Oh, my ... whatever possessed me to try it?
Usually I know my limitations.
Like, I would never even attempt to repair the washing machine. I'd leave that to my new buddy Mike at Campbell's Cool Kat Appliance Repair.
I would never try to run wiring to install a ceiling fan or some such thing. I'd call an electrician.
And I would never try to fix a leaky bathtub faucet, especially when the water is not only dripping from the faucet but also from the hot/cold thingy (yeah, that would be the technical term).
OK, well, there was that one time.
The water was dripping ever so slightly, but enough to drive my wife and me crazy.
"Better call a plumber," she said.
"Right, like we need a plumber," I laughed. "It's just a little drip. I can fix it."
"Oh, please," she scoffed.
"Come on, have a little faith in me," I said. "Fixing a faucet is easy."
With that I was off to Orchard Supply to buy the replacement part. I found the part right away, too. This was going to be easy.

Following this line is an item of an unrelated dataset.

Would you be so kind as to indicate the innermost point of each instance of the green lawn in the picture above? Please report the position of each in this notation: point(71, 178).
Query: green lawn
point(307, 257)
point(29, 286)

"You'll need a special tool to install this," said the clerk.
"Special tool?" I said nervously.
"Relax," he said. "We have them here and lend them out to customers. It will be easy."
With renewed confidence, a "special tool" and my new part, I headed home to complete my project.
I'm not exactly sure when my confidence turned to panic. You see, plumbing is not exactly right up there on my list of talents. Watching a football game while balancing a bag of chips, a bowl of bean dip and a mug of beer--that I'm good at. But plumbing?
The plumber was grinning from ear-to-ear when I walked into the bathroom.
"Can you fix it?" I asked meekly.
"Sure," he bellowed. "But after what you did, it's going to take me a while."
He chuckled and said, "I love it when you guys try to fix this stuff on weekends. You end up calling me anyway ... and I charge by the hour!"
With that he laughed out loud and went about his work.
Natalie just glared at me as she wrote out the check to pay the guy.
"What were you thinking?" she asked, not expecting an answer. "Why would a guy who can't even replace a roll of toilet paper think that he could replace a faucet?"
Knowing all of that, why would I have ever even tried to replace the knob and deadbolt on the front door, knowing that I'm just about as good at carpentry as I am at plumbing?
I'm sure the knob would have been easy to install ... had the holes in the door been in the right places. And I'm sure the deadbolt would have been easy to install ... had I not had to perform some maneuver called a "mortise cut."
I finished the job, but not quite in time for our 5 p.m. dinner. I ate my cold lamb chops at about seven-thirty, comforted by the fact that no prowler could ever break through our front door. After all, if we couldn't get that dead bolt open, how could he?
Everything was just a little crooked, just a bit too tight, and my mortise cut? Just a little bigger than the part we installed.
Now I have to suffer the consequences--every time Natalie walks up to the front door, every time she has to use both hands to turn the key to the deadbolt, every time she has to slam the door two or three times just to get it to remain closed. Then she gives that stare only a wife can give.
"You know," I'll say. "I really should have called someone to do this."
With that, I'm sure she would have gone screaming out the front door, had she been able to get it open.